Recently, researchers from The Ohio State University in the United States have discovered a new method that can trigger the body's protective response to influenza virus infection without the action of viruses or interferons. Relevant research results were published in the international academic journal plos pathogens.

  Recently, researchers from The Ohio State University in the United States have discovered a new method that can trigger the body's protective response to influenza virus infection without the action of viruses or interferons. Relevant research results were published in the international academic journal plos pathogens.

  The researchers pointed out: "Because influenza viruses continue to mutate, the influenza vaccines developed every year need to make corresponding changes, and the work we have done targets a more basic process rather than targeting a specific virus. type."

  The new method works by increasing the expression levels of a protein called IFITM3 that previous studies have found to be effective against all influenza virus subtypes tested. The key to preventing infection through this method is to promote the expression level of this protein before the virus emerges.

  Under natural conditions, IFITM3 is only produced in large quantities after the influenza virus appears. It can trap the virus and weaken the virus's ability to replicate itself, thereby reducing the damage caused by infection. When the function of IFITM3 is needed, all cells can produce this protein to maintain the short-term stable existence of IFITM3. However, the lifespan of the IFITM3 protein is very short. Once the cell does not need the protein to perform its antiviral function, it will be degraded. Once the influenza virus invades cells, the cells will produce interferon. Under the action of interferon, the expression of IFITM3 will increase. This suggests that increasing expression levels of this protein before the virus emerges may prevent the onset of viral infection.

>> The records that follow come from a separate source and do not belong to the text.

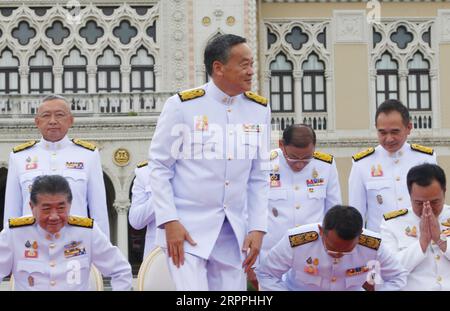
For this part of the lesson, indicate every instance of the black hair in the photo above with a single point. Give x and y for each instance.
(299, 135)
(345, 220)
(50, 184)
(218, 49)
(390, 105)
(424, 174)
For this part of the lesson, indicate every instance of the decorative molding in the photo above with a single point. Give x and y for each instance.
(350, 26)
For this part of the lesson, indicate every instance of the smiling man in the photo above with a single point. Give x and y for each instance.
(377, 182)
(336, 255)
(208, 171)
(54, 251)
(76, 160)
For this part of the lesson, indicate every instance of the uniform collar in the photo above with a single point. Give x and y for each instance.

  Therefore, in this study, the researchers inhibited the action of a ubiquitinase (NEDD4) that promotes the degradation of IFITM3, causing IFITM3 to accumulate in cells, and then used influenza virus to infect the cells. It was found that due to the accumulation of IFITM3, Cells develop resistance to viruses.

  Overall, this study found that removing the pro-degradative effect of ubiquitinase NEDD4 on IFITM3 can effectively prevent influenza virus infection. Applying this method can inhibit influenza virus without viral infection or interferon stimulation, but when How to remove the ubiquitinase NEDD4 remains a question and more research is needed.